How to capture a transitional style interior design

Interior ideas

Currently, we are seeing more and more people using transitional design in their interior living spaces. But what is transitional design, exactly? According to Los Angeles interior designer Stefani Stein, “Transitional design is about blending a traditional aesthetic with modernist sensibilities, allowing the two styles to combine effortlessly is about balance.” In fact, if your preferred style is one that is a bit classic and contemporary all at once, then you are likely a fan of this interior design trend.

The result of doing so is a mix of sophisticatedness and freshness – a blend of the old and new. According to interior designers, most of their clients are drawn to this type of aesthetic because when it is done well, the area looks comfortable, approachable, and easily edited and updated over time.

As far as most styles go, transitional styles tend to lean more on the relaxed side rather than the rigorous side. As such, it is easily customisable. That being said, there are a few guiding principles for you to utilise this particular aesthetic in your home. We have listed and explained them below if you are interested in this topic.

Use a neutral colour scheme
When it comes to this particular aesthetic, do not expect any large bright splashes of colour. This is because transitional interiors tend to lean heavily on neutral colour schemes and tones. As such, softer hues such as creams, whites, beiges and taupes dominate this aesthetic. They can be applied across furniture and décor, which helps to create a calm, clean and collected environment. This approach is similar to that of minimalism.

Additionally, using a neutral base helps to allow easy layers to be mixed throughout the design. It is also easy for people to update their aesthetic as time passes.

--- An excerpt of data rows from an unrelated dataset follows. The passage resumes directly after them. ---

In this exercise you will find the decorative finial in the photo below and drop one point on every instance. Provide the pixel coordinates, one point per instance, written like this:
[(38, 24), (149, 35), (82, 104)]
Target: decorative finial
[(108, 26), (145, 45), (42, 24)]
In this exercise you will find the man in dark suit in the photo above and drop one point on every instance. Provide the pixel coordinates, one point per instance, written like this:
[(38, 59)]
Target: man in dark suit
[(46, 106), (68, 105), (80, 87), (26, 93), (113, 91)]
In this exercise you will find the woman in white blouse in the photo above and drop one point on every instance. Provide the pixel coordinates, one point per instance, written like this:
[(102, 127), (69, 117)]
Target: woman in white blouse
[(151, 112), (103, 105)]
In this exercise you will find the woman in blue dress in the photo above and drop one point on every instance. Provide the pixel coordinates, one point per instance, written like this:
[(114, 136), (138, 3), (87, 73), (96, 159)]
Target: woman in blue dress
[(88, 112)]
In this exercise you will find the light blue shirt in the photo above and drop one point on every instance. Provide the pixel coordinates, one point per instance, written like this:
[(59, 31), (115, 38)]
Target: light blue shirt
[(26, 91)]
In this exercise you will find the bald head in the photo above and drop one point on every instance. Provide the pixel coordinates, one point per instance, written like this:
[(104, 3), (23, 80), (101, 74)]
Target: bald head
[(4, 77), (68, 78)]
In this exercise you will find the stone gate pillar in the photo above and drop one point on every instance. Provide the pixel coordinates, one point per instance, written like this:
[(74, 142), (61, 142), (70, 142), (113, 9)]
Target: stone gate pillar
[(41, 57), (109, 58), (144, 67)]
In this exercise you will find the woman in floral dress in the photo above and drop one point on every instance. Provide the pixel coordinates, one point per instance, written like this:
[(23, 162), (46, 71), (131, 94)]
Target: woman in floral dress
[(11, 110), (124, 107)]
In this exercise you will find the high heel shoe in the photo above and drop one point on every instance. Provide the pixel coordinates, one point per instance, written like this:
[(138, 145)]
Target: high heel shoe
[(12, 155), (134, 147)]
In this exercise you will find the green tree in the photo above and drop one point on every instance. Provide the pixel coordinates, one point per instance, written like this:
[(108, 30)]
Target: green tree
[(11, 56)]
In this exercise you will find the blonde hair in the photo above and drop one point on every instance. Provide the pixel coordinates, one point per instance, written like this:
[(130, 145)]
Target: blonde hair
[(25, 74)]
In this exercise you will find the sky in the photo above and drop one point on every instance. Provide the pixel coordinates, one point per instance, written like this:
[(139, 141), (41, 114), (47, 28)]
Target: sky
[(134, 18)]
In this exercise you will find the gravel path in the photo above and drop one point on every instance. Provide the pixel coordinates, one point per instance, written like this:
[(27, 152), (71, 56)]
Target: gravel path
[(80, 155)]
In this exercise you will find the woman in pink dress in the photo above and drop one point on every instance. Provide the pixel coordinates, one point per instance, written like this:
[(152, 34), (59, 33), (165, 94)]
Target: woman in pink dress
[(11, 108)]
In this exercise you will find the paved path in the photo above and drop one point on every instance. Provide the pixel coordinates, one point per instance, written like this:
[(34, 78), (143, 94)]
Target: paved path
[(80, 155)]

Use mixed textures to create visual interest
Aside from all the talk regarding light and neutral palettes, one way to infuse visual interest in your living space is by incorporating an array of textures in it This can include tactile material in solid colours such as linen drapes, boucle upholstery, or other different soft accents (like a velvet accent pillow or knitted throw). Transitional-style living rooms can also apply this same concept to finishes as well, so long as they are varied and subdued. As experts recommend, where materiality is concerned, variety tends to be better. A word of advice – try to avoid using the same types of finishes throughout, as it can feel slightly one note.

Play with lines and silhouettes
Something that people need to keep in mind is the rhythm of interior design. This means you need to find the right synergy between different styles. As such, it is best that you pay attention to certain lines and silhouettes. This is most pronounced in furnishings, as their rounder shapes and silhouettes are typically found in traditional designs. You will want to find a way to make them blend in with the clean lines of modern furniture design – such as crisp edges and simple shapes. If you manage to incorporate them well, they can soften and straighten each other out. This helps to create a warm and timeless look, which is important to the design aesthetic.

Pair two different furniture styles together
One of the main ways to achieve a transitional style of interior design is by putting furniture from different eras together. As a few designers suggest, if you purchase a table that feels more traditional, you may consider finding other items with cleaner or more simplistic lines to pair up with it. If the table is made entirely of wood, then you may want to find painted or upholstered dining chairs to pair it with. This is because these dining chairs may bring a modernist accent that balances out the heft wood table. According to Marianne Brown of W Design Collective, “Mixing contrasting pieces, traditional/vintage feel with modern/clean lines, helped us achieve that balance without the space feeling too traditional on one hand, or too modern on the other.”

Less is more
As with minimalism, sometimes less truly is more. While at first glance, combining several interior styles in one space sounds like a chaotic mess, it need not be so. In fact, if there’s one trick that keeps transitional spaces in check and orderly, is maintaining a certain level of minimalism. This will help offer the right balance to your living space. Think of Scandinavian design and the clean slate it brings to your rooms.

Stefani Stein backs up this belief. “It is important not to over-accessorise with this look. Thoughtful layers and a less-is-more approach is best when thinking about pillows and accessories.”